1882 Tea Gown, Part IV: Lace Center Panel

After stitching together the body of the tea gown, it was time for the center panel. I cut my center panel lining out of my favorite ivory cotton sateen (I bought 12 yards of it a while back and it’s perfect for this kind of thing). It was actually cut in two pieces with an extremely large seam allowance in the center, just in case I need to let the gown out in the future. I hemmed the top and bottom edges with a narrow hem.

I cut the bodice and skirt sections of lace separately, figuring that I’d want a lot more fullness in the skirt. Then I ran a line of hand-stitched gathering stitches along the top and bottom of the bodice section, then at the top of the skirt section. I laid the panels wrong side up over the cotton lining, set my hems so the border matched up at the bottom and top, then drew the gathering threads up until they matched the dimensions of the lining at the neck and waist. I hand-basted the top and bottom lace pieces together through the gathers at the waistline, then trimmed the excess.

teagown-lace-panel

I thought about simply stitching up both sides and turning the whole thing right-side out so I’d have two finished edges to attach to my tea gown. But then I decided that I’d prefer to minimize bulk in my seams, so instead I only stitched one side before removing all of the pins and flipping the layers to the correct side. Then I topstitched down both sides– the side where the closures will be is now clean-finished, and the side that will be attached to the tea gown has raw edges (but no extra layers from seam allowances).

I machine-stitched over the neckline and waistline to hold the gathers in place, leaving the very top and bottom edges loose.

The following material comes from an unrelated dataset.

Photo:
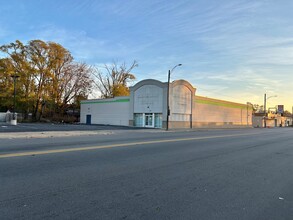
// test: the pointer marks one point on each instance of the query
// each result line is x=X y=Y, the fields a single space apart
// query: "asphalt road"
x=149 y=174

I had a little trouble when it came to attaching the panel to the front edge of the gown– I’d neglected to realize that the gathers (which were pretty vertical) wouldn’t necessarily work with the curved/angled edges of the gown opening. It took a little wrangling to make it look right, which basically rendered all of my earlier careful mockup fitting and seam-shaping useless. Oh well. I basted the panel to one side of the gown, right sides together, catching all those raw edges. It looked pretty good.

teagown-pinned

However, I realized that it would be best to attach the facings to the gown at the same time so I’d be able to use a single seam. But before that, I’d need to attach the collar. See how it worked in the next post!

Note: I realized too late that I made an error in the gathering process for the skirt portion of the lace. I gathered the entire width of the lace to the narrowest part of the waistline, when what I should’ve done was gather it more to the width of the widest part of the hem. When gathered to the waist the folds fell straight down, leaving flat spots at the sides of the skirt that had to be fiddled with when I attached the center panel to the main body. If I’d gathered to the width of the hem (cutting off the excess after stitching all around) I’d have been able to preserve the folds all across the skirt panel, which would’ve looked like a full underskirt. See the difference?

teagown-fold-sketch

Luckily the visible lace section is relatively narrow so it’s hard to tell exactly where the folds are, and there’s enough extra fabric to disguise the issue, but I’m still annoyed at myself for not catching that.

 

5 thoughts on “1882 Tea Gown, Part IV: Lace Center Panel

  1. I know this is late in the process but I just discovered your blog. I own an exactant 1880s tea gown that has the lace panel front if you would be interested in photos of the interior.